Real Estate:

Home purchases by investors in Las Vegas now on par with national rate

A view of a neighborhood with three-story homes in Las Vegas, April 4, 2013.

Investors are buying homes as often in Las Vegas as they are nationally, a new report shows, a stark change from recent years when local deals far outpaced the national average.

Institutional investors — those who purchase at least 10 homes annually — bought 1.9 percent of homes sold in the Las Vegas area in the first half of the year. That’s down from 8.6 percent of sales in the same period in 2014 and 14 percent in the first half of 2013, according to RealtyTrac.

Nationally, investors bought 1.9 percent of homes sold in the first half of 2015. That's down from 4.1 percent in the same period in 2014 and 5.7 percent in the first half of 2013, the company found.

Bargain-hunting investors swarmed Las Vegas after the bubble burst to buy cheap homes, often in bulk, to turn into rentals. They revived the market and drove up prices at some of the fastest rates nationally, raising fears of another housing bubble.

But faced with rising prices they helped create, investors have been steadily pulling back.

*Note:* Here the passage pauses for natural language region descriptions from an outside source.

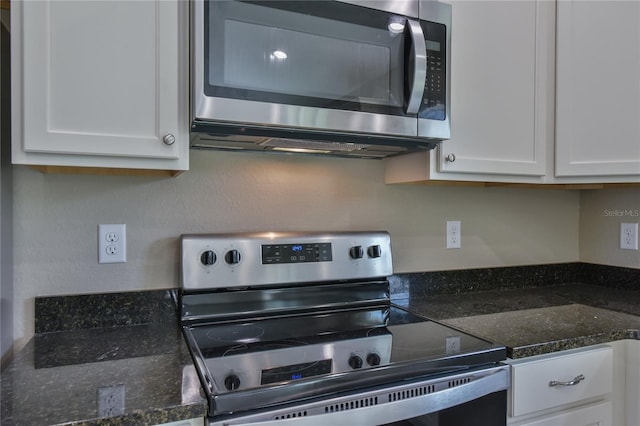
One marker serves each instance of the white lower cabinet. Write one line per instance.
(574, 387)
(591, 415)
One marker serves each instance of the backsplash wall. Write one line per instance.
(601, 212)
(56, 218)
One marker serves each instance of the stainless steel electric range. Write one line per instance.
(299, 328)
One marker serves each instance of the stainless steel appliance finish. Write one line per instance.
(359, 78)
(298, 328)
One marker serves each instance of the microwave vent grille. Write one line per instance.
(318, 145)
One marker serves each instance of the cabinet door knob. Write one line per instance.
(573, 382)
(169, 139)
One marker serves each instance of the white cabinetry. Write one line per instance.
(100, 84)
(502, 95)
(565, 388)
(598, 89)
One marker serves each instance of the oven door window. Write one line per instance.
(318, 54)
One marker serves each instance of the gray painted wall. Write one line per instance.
(56, 218)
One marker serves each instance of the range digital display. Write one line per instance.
(296, 253)
(295, 372)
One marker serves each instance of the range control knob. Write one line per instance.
(355, 362)
(232, 382)
(374, 251)
(232, 257)
(356, 252)
(208, 258)
(373, 359)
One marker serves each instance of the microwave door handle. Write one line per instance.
(419, 52)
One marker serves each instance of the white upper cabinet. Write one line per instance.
(502, 95)
(100, 84)
(598, 90)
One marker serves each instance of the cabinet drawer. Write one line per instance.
(591, 415)
(531, 380)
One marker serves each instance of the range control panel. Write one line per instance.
(211, 261)
(296, 253)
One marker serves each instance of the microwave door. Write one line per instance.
(304, 64)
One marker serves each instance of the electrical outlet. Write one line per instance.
(111, 401)
(112, 243)
(629, 236)
(454, 234)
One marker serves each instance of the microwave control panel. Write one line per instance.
(434, 100)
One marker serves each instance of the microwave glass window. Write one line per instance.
(276, 60)
(305, 54)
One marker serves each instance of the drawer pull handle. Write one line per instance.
(573, 382)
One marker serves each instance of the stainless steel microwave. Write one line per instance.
(364, 78)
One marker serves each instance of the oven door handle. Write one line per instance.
(494, 381)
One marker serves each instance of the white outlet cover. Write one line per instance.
(629, 236)
(112, 243)
(454, 234)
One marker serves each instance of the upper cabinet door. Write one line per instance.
(502, 83)
(98, 84)
(598, 88)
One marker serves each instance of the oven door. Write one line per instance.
(315, 64)
(476, 398)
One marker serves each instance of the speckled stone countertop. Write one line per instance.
(84, 343)
(536, 320)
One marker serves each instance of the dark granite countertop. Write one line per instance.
(537, 320)
(56, 377)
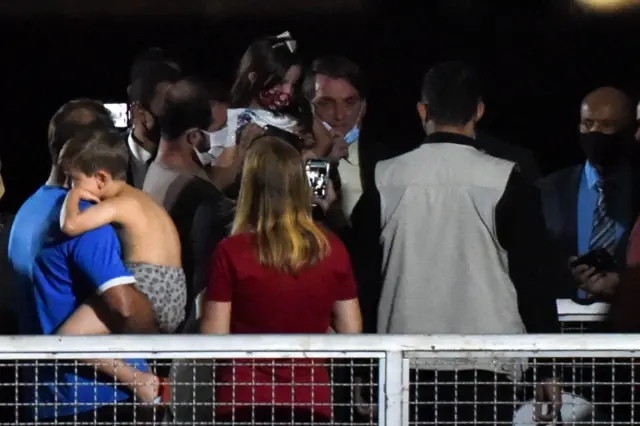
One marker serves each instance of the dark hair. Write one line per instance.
(73, 117)
(92, 150)
(302, 111)
(452, 91)
(186, 107)
(269, 58)
(144, 88)
(335, 67)
(150, 58)
(218, 92)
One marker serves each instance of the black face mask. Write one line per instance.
(604, 150)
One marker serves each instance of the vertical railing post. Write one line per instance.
(392, 390)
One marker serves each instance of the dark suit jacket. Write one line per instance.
(523, 157)
(559, 192)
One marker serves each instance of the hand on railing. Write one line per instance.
(363, 407)
(548, 393)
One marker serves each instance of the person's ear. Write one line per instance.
(423, 111)
(479, 111)
(138, 113)
(193, 137)
(103, 178)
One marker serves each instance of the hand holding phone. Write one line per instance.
(600, 260)
(318, 175)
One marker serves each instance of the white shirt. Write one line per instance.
(139, 159)
(349, 170)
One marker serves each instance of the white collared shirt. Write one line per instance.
(139, 159)
(349, 170)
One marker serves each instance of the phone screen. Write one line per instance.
(318, 176)
(119, 113)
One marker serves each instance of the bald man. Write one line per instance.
(55, 274)
(591, 206)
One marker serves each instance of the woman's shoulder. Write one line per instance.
(234, 243)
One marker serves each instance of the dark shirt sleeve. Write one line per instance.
(522, 233)
(211, 225)
(366, 255)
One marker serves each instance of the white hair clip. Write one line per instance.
(288, 41)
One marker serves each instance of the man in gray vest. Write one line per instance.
(463, 243)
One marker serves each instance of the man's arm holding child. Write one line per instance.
(74, 221)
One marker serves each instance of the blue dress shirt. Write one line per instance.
(620, 207)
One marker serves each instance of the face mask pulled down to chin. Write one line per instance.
(604, 150)
(217, 142)
(351, 136)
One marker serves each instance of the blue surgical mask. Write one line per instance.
(351, 136)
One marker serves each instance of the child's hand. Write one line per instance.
(83, 194)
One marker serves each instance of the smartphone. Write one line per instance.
(291, 138)
(600, 259)
(318, 176)
(119, 113)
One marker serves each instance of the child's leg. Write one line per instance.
(86, 321)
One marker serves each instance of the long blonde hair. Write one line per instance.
(274, 204)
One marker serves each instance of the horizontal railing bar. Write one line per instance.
(569, 307)
(336, 343)
(193, 354)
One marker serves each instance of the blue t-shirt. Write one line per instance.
(55, 273)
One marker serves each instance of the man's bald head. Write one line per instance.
(73, 117)
(606, 110)
(186, 107)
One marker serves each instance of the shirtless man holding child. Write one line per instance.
(96, 165)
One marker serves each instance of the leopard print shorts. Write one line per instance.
(166, 289)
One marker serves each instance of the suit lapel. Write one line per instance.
(569, 206)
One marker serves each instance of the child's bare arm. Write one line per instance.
(75, 222)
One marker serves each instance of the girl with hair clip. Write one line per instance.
(264, 86)
(278, 273)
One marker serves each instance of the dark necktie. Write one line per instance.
(603, 230)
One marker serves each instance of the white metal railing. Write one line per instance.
(570, 311)
(394, 353)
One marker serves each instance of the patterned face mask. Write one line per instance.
(274, 99)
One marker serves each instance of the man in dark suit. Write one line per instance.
(150, 81)
(592, 205)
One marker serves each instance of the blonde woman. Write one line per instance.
(278, 273)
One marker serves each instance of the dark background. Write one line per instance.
(537, 59)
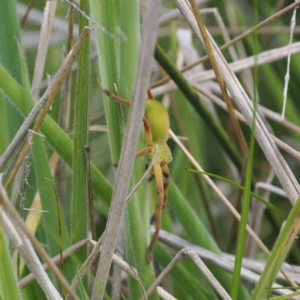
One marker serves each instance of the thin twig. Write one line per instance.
(45, 102)
(19, 222)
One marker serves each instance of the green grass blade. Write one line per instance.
(56, 137)
(259, 198)
(79, 185)
(8, 280)
(199, 235)
(279, 252)
(183, 276)
(200, 108)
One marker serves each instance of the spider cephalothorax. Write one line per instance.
(156, 124)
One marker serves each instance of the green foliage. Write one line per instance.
(194, 212)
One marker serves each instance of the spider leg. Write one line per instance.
(166, 173)
(143, 152)
(159, 206)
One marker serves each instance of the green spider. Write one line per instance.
(156, 124)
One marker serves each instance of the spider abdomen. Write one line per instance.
(158, 118)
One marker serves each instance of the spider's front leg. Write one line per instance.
(159, 206)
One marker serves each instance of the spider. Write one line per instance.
(156, 125)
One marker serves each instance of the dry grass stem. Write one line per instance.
(222, 197)
(149, 33)
(195, 258)
(239, 96)
(49, 13)
(225, 261)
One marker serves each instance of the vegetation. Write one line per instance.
(67, 151)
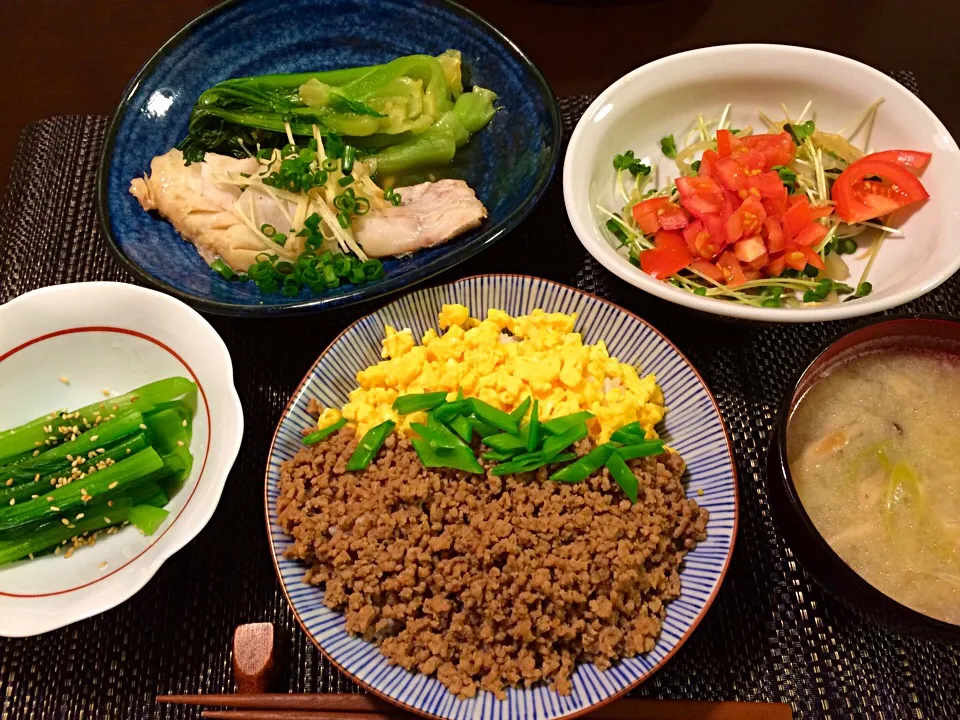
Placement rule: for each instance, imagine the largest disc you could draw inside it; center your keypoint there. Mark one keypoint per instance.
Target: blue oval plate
(509, 163)
(692, 426)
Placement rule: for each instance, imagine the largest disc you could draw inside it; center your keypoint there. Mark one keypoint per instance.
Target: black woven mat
(772, 634)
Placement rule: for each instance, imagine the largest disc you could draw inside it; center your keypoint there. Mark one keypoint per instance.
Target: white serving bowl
(665, 96)
(111, 336)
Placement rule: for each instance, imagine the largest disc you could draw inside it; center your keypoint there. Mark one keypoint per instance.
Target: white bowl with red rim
(62, 347)
(665, 96)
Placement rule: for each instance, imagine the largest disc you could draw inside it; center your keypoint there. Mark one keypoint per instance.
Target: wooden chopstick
(285, 706)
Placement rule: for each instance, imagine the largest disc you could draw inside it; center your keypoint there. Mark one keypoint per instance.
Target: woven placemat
(772, 633)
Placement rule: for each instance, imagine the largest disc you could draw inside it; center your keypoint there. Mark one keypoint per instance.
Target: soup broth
(874, 450)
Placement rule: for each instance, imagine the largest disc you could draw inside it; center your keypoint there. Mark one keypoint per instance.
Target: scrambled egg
(503, 360)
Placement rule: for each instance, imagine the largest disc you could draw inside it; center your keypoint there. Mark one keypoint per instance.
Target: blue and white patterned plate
(509, 163)
(692, 426)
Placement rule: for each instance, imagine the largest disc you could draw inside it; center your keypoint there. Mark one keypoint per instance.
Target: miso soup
(874, 450)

Some 28 percent of homes sold in June in Southern Nevada were purchased with cash. That’s down from 35 percent a year earlier and far below the peak of almost 60 percent in February 2013, according to the Greater Las Vegas Association of Realtors, which mostly tracks previously owned homes.

The drop-off indicates that “cash buyers and investors are still a factor in the local housing market but that their influence is waning with each passing month,” the GLVAR recently said.